Before he fitted the three Burns Tri-Sonic pickups to his Red Special guitar which feature in all Queen recordings and live concerts, Brian made his own pickups with his father Harold’s guidance. He discussed them in an interview with Simon Bradley for the Red Special book in which they featured in Chapter 6: Revisiting The Past. You can read the transcript on the official Red Special website which is maintained by Simon:
https://www.theredspecial.com/2018/01/brian-may-interview-the-red-specials-original-pickups/
Brian and Harold’s original design sketch for the pickups dated 28 November 1962 survived and you can see a high resolution image on the official Red Special website. The sketch shows that this is design No. 3 and consists of a paxolin base, three cylindrical button magnets measuring 1/2″ diameter by 3/8″ height and a white melamine top cover. Each pickup measures 2 5/8″ wide × 1 1/16″ × 1/2″ high.
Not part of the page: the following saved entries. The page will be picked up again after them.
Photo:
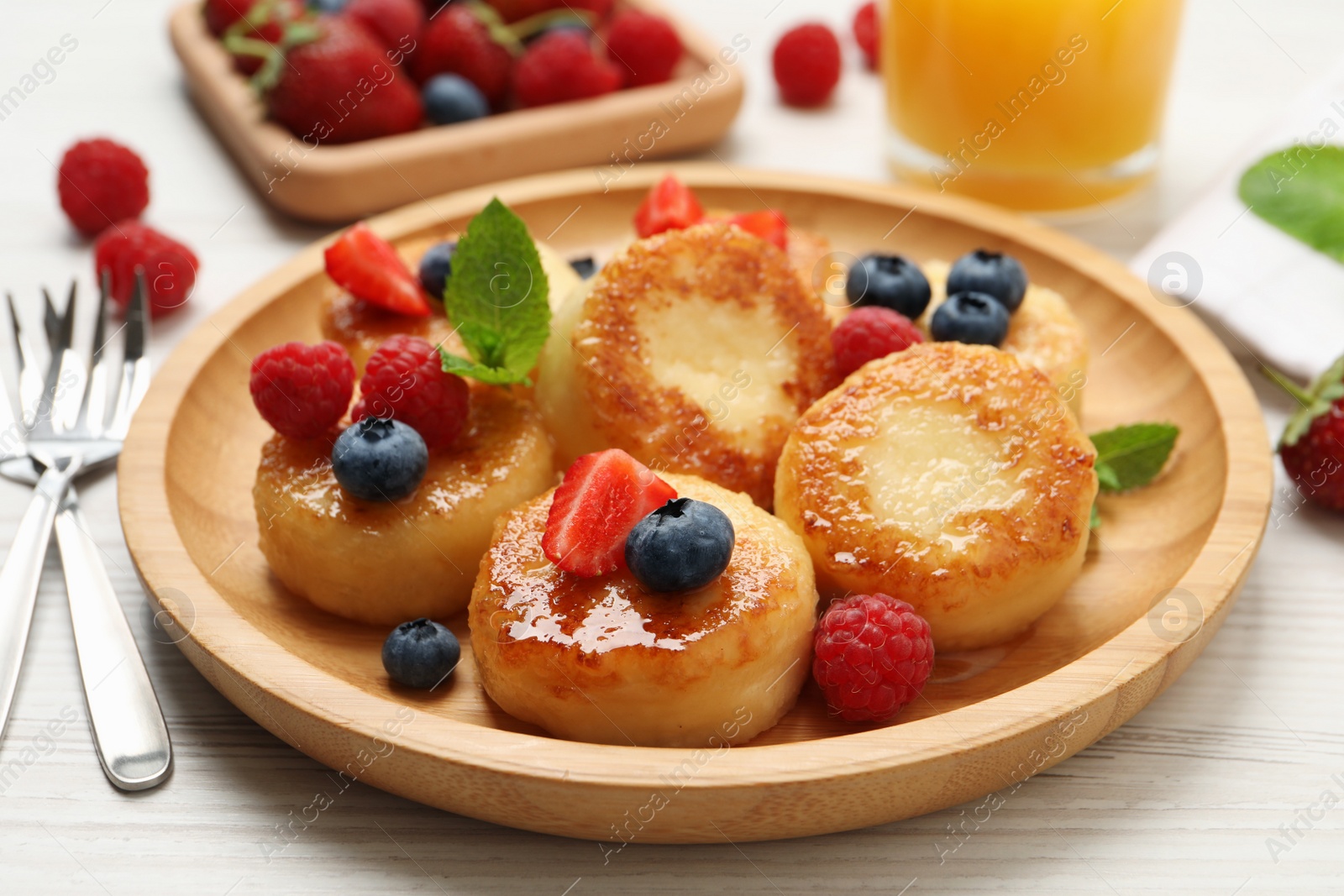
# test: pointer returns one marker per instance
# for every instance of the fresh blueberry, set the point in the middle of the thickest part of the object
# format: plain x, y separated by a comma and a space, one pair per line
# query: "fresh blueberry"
454, 98
682, 546
971, 317
889, 281
994, 275
378, 459
421, 653
436, 268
The coil itself is wound onto a cardboard former which fits around the magnets. The two ends of the coil pass through the base and are attached to two tinned brass solder tags set flush into the base. The magnets are secured into the base using 6BA (British Association) thread brass machine screws. The outer part of the coil is protected by wrapping black plasticard (thin styrene sheet) around the edge (I used white plasticard in the video above). The pickups are mounted onto the guitar body by two central brass screws which mate with 6BA Hank rivet bushings inset into the neck tenon and blockboard to give an electrical contact. Short sections of wire pass into the control cavity where they are soldered onto six polarity posts made from the threaded section of brass machine screws.
Andy Guyton fitted a set to the Red Special replica that he made to Brian’s original specification for his 70th birthday in July 2017. These was made by Ade Turner of Adeson Pickups. Julian Hemingway made a similar instrument some years previously and he demonstrates them in a video on his YouTube channel:
Some aspects of the design are not clear from Brian’s original sketch. Specifically, how many turns are in the coil. The sketch just states “3,000 to 6,000” which is a very wide range. Brian revealed that the pickups made an unacceptable swooshing noise when he bent the strings and he suspected that this was because of the alternating N-S N-S N-S poles arrangement. To get a uniform magnetic field with the six poles of all three button magnets north on top, you would either have to cut a quantity of magnets in half and reassemble them which is what Julian Hemingway did with his, or repolarise them by applying a strong magnetic field.